Back in her room, the bright cans of happy food smiled at Minna from her desk. Minna sat and looked at them. She felt strangely exhausted, and it would have been so nice for Mrs. Elwood and Celeste to join her for the movie -- dining, exquisitely, out of the exotic cans. But then, there wouldn't have been enough hors d'oeuvre forks to go around. Even if Mrs. Elwood came alone there wouldn't be a fork for her -- and, Minna thought, I don't have a can opener. She had to tell Mrs. Elwood about the movie, too, but she felt again the strange exhaustion, just sitting where she was. Celeste, Minna thought, certainly looked a lot younger than 41. Of course the light had been poor, and in sleep the crow's-feet always are softened and smoothed. Had she really been asleep? It hadn't looked, to Minna, quite like a dream. And how black her hair was! Perhaps it was dyed. Poor thing, she must have been very tired, or upset. Still, Minna couldn't escape the embarrassment of it! It was a little like reading one of the autobiographies. (Embarrassment, for Minna, was a general feeling she experienced often for others, almost never for herself; there didn't seem to be different kinds of embarrassment, and the degree to which Minna felt embarrassed could be measured only by how long the feeling lasted.)
Well, there were all these things to be done and she'd better get at them. First, Mrs. Elwood and the movie. Another fork and a can opener. She would ask Mrs. Elwood about that Dear Girl, and find out her name. But Mrs. Elwood would surely ask Minna about Celeste, had Minna gone to meet her? -- and what would she say? Why, yes, she'd gone to meet her, but the poor woman was asleep. Then Celeste would know she'd been there; and the desk lamp -- Minna shouldn't have turned it off. She should have left everything as it was. Minna thought, for one wild moment, that she could go back to Celeste's room and turn on the lamp. Then she thought, What nonsense! Celeste had been asleep -- not aware, in her sleep, of anything Minna might have seen. Except, of course, that she was naked, and she would certainly know she'd been naked. Well, what of it
? Celeste wouldn't care about that. And Minna suddenly realized that she was thinking she already knew Celeste; she couldn't get that idea out of her mind. It seemed that she did know her, and how silly that was. Knowing someone, for Minna, was a matter of long, slow familiarity. Why that girl, for instance, with whom she'd spent such a delightful afternoon -- Minna didn't know her at all.

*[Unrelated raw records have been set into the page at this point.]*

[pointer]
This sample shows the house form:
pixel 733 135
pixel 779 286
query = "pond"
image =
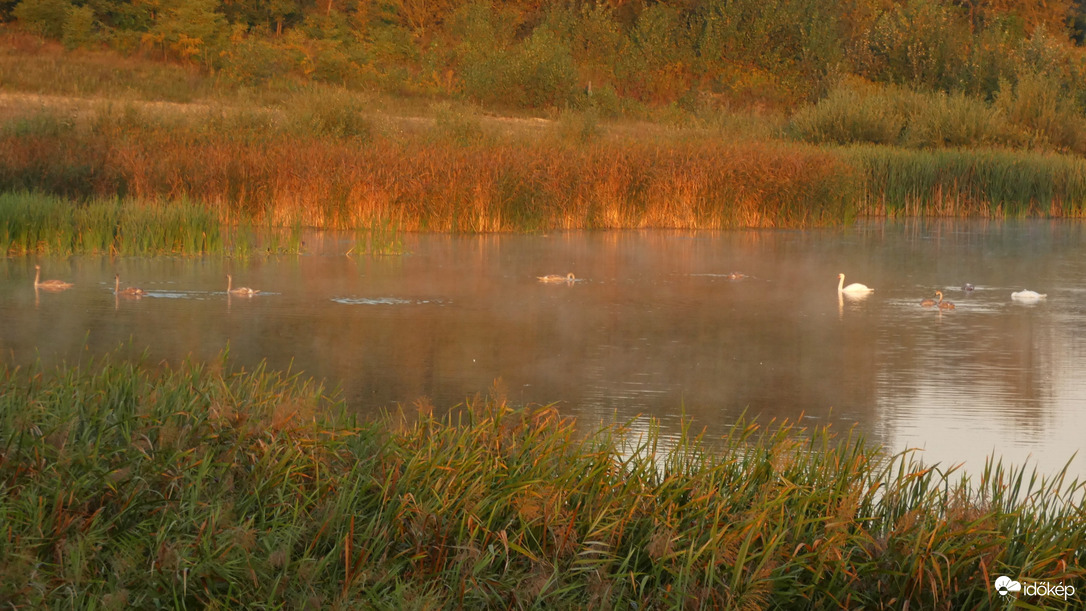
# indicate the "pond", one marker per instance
pixel 704 326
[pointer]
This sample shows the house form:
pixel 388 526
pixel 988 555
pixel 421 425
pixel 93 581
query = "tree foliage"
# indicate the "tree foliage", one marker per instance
pixel 541 53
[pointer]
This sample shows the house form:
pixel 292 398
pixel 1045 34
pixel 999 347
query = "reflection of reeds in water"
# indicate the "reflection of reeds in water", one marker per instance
pixel 205 486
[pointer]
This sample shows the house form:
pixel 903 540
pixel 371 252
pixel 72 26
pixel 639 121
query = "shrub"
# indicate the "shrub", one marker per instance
pixel 43 17
pixel 847 115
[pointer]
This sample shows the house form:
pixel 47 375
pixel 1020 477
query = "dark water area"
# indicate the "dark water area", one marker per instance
pixel 658 325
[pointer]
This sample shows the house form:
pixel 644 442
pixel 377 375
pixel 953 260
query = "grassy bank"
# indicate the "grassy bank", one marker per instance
pixel 337 169
pixel 992 183
pixel 146 486
pixel 50 225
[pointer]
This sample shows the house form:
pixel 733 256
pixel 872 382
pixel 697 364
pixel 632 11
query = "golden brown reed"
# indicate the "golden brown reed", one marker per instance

Again, cheerily, the cans on Minna's desk hailed her. But there came, too, the curious exhaustion. If she didn't tell Mrs. Elwood about the movie she could go to bed right now; of course, there would have to be a note on the door to tell the girls, NO NEWS TONIGHT. But the thought of bed seemed not quite what her exhaustion asked of her; in fact, going to bed was out of the question. Mrs. Elwood enjoyed the Alec Guinness movies so much. Minna thought, How could I think of such a thing? She looked at the cans again, and there was something about the foreignness of the little colored labels that repelled her. Then someone knocked on the door, two raps, and Minna was startled -- as if, it struck her, she'd been caught doing something wrong.
"Minna? Minna, are you in?" It was Mrs. Elwood. Minna opened the door, too slowly, too cautiously, and she saw Mrs. Elwood's puzzled face.
"My word, Minna, were you in bed?"
"Oh, no!" Minna cried.
Mrs. Elwood came in and said, "Lord, how dark it is in here!" and Minna noticed that she hadn't turned on the overheads. Only her desk lamp was on -- a single, unsteady shaft of light, which illuminated the gaudy foods.